Since a prior article on “pot banking,” there have been some interesting recent developments. The most significant has been in Colorado. “Fourth Corner Credit Union” was given conditional approval by the Federal Reserve Bank (FRB) of Kansas City to serve businesses that support “marijuana focused and licensed businesses.” This includes accountants, landlords, vendors and arguably other businesses that contract with the marijuana companies. Please note, however, lawyers and law firms are specifically excluded. In addition, for the credit union to become fully operational, it must obtain depository insurance from the National Credit Union Administration (which is embroiled in a suit with Fourth Corner for a prior denial) or a private insurer.
For those who have been following “pot banking” since the matter arose, and brought to light by Colorado’s entrance into the recreational use arena, this was the same credit union that sued the Federal Reserve Bank three years ago for its refusal to approve the credit union to operate. The distinction here is the limitation on which businesses may maintain an account, which before was focused on the marijuana businesses themselves and not the support industry. Clearly the FRB is taking a very cautious approach, especially in light of U. S. Attorney General Jeff Sessions’ January 4, 2018, memorandum. The FRB of Kansas City stated in its conditional approval letter that it “does not express the policy views of the Fed, nor does it contain any supervisory, regulatory or enforcement guidance or precedent.” While this is not a total victory for marijuana producers, it is nonetheless a victory, because certain financial institutions were loathe to accept accounts from businesses that supported the marijuana industry.
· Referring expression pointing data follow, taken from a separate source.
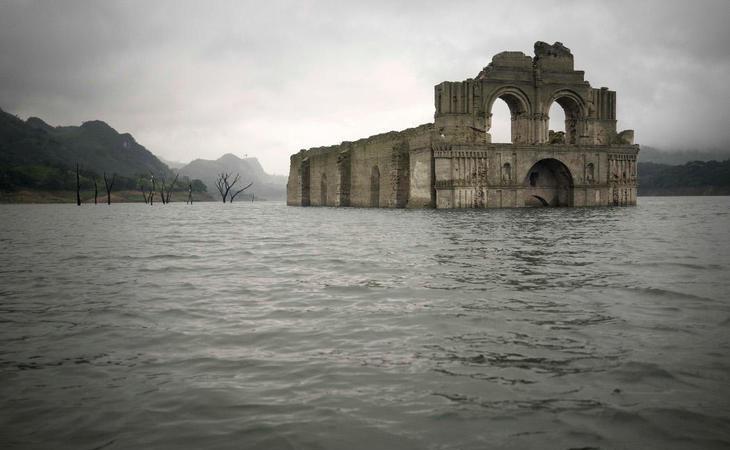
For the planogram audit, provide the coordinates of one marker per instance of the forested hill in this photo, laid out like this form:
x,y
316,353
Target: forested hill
x,y
692,178
266,186
94,145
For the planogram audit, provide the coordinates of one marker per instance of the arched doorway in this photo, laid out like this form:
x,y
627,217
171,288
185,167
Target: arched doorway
x,y
323,190
375,187
548,183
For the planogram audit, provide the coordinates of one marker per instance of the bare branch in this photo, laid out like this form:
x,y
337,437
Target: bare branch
x,y
78,186
109,186
171,187
241,190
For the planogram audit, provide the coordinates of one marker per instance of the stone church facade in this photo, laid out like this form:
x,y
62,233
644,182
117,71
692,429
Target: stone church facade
x,y
452,162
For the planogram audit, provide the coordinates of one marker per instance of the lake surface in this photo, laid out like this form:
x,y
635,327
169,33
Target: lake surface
x,y
256,325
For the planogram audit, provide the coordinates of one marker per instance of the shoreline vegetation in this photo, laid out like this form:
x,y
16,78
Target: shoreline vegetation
x,y
66,196
40,163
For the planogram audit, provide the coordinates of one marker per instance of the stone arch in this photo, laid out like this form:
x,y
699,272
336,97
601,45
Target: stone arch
x,y
548,183
323,190
590,173
506,173
574,108
375,187
520,109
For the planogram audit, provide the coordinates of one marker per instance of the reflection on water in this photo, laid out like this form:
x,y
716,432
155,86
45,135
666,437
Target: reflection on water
x,y
262,326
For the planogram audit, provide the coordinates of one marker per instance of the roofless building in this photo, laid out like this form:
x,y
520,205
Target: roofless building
x,y
452,163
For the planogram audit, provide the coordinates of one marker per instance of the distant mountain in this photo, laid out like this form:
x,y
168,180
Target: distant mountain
x,y
269,187
94,145
173,165
677,157
692,178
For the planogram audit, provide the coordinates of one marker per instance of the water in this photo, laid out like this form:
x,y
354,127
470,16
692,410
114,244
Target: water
x,y
263,326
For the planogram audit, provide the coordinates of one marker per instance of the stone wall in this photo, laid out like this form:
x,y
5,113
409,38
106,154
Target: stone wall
x,y
369,172
453,164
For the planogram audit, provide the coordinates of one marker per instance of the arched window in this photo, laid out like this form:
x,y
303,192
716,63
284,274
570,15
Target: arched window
x,y
556,133
590,173
510,124
323,190
501,126
572,113
507,172
375,187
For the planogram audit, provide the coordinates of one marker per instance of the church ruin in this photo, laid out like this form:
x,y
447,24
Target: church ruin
x,y
452,162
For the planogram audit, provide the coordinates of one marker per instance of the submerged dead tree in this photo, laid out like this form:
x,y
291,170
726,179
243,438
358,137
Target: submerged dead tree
x,y
109,186
233,195
225,186
166,191
78,186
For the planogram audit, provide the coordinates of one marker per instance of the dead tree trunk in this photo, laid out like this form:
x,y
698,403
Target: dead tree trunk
x,y
109,187
162,190
152,192
170,188
78,186
221,183
233,195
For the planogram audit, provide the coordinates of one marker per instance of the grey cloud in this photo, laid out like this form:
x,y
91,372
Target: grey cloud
x,y
197,79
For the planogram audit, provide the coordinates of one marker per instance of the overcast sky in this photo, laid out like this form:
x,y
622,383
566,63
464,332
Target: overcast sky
x,y
197,79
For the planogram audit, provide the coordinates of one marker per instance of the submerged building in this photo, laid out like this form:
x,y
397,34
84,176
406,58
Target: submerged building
x,y
452,162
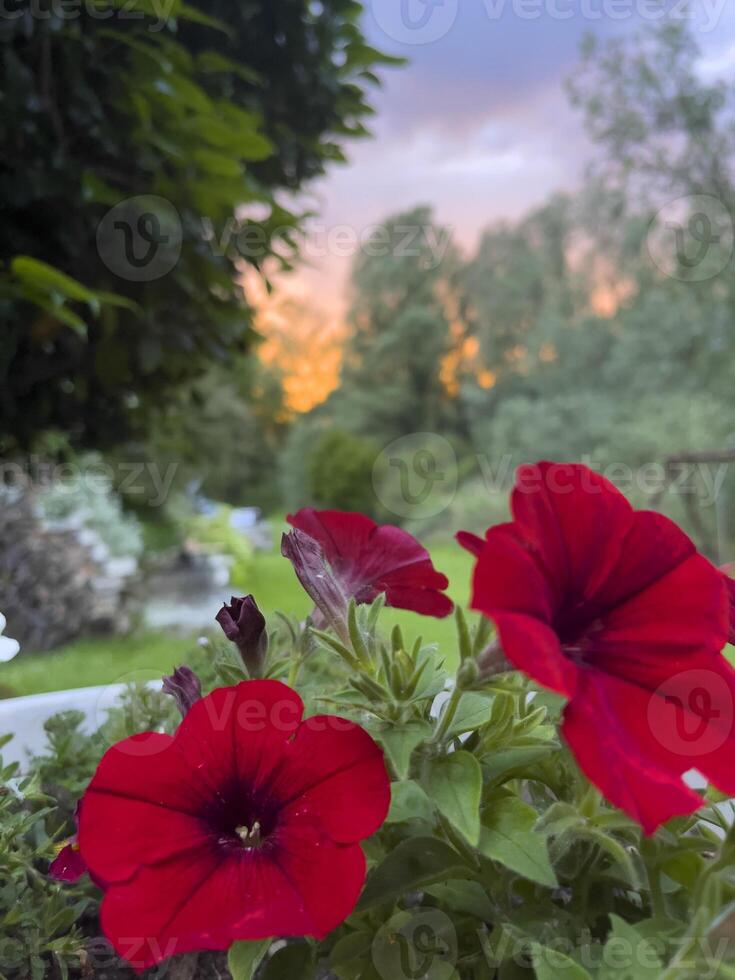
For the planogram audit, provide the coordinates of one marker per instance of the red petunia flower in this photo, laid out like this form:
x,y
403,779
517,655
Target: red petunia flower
x,y
369,558
243,825
68,865
730,582
615,609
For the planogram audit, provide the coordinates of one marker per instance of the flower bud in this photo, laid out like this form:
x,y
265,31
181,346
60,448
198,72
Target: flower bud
x,y
310,564
244,625
184,687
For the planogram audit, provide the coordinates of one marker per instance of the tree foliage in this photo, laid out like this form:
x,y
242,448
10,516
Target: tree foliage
x,y
185,112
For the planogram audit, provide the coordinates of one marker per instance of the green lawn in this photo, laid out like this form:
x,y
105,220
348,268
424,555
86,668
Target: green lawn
x,y
108,660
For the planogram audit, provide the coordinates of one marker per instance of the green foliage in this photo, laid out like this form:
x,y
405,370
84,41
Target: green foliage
x,y
87,499
495,841
216,534
340,470
402,285
179,113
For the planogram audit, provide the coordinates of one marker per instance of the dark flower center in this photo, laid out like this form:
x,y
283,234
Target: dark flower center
x,y
242,819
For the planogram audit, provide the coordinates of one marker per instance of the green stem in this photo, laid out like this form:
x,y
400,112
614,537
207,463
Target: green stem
x,y
294,671
447,716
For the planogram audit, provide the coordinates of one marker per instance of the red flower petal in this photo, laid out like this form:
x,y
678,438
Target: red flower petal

It seems one cannot discuss marijuana in Colorado without addressing marijuana in California. As with Colorado, pot banking efforts in California face the same hurdle of obtaining approval from the FRB (i.e. obtain a master account with the FRB) and obtaining backing by the Federal Deposit Insurance Corp. (FDIC).
But whereas the Colorado model involves a single financial institution within the state, California’s model envisions a State of California bank that is OF the state. As many may be aware, one of the biggest problems with the marijuana industry has been the large accumulation of cash. Many states allow these businesses to pay taxes, fees, licensing issues, etc., with cash. In California, the cash is deposited into accounts owned by the state but with various state banks.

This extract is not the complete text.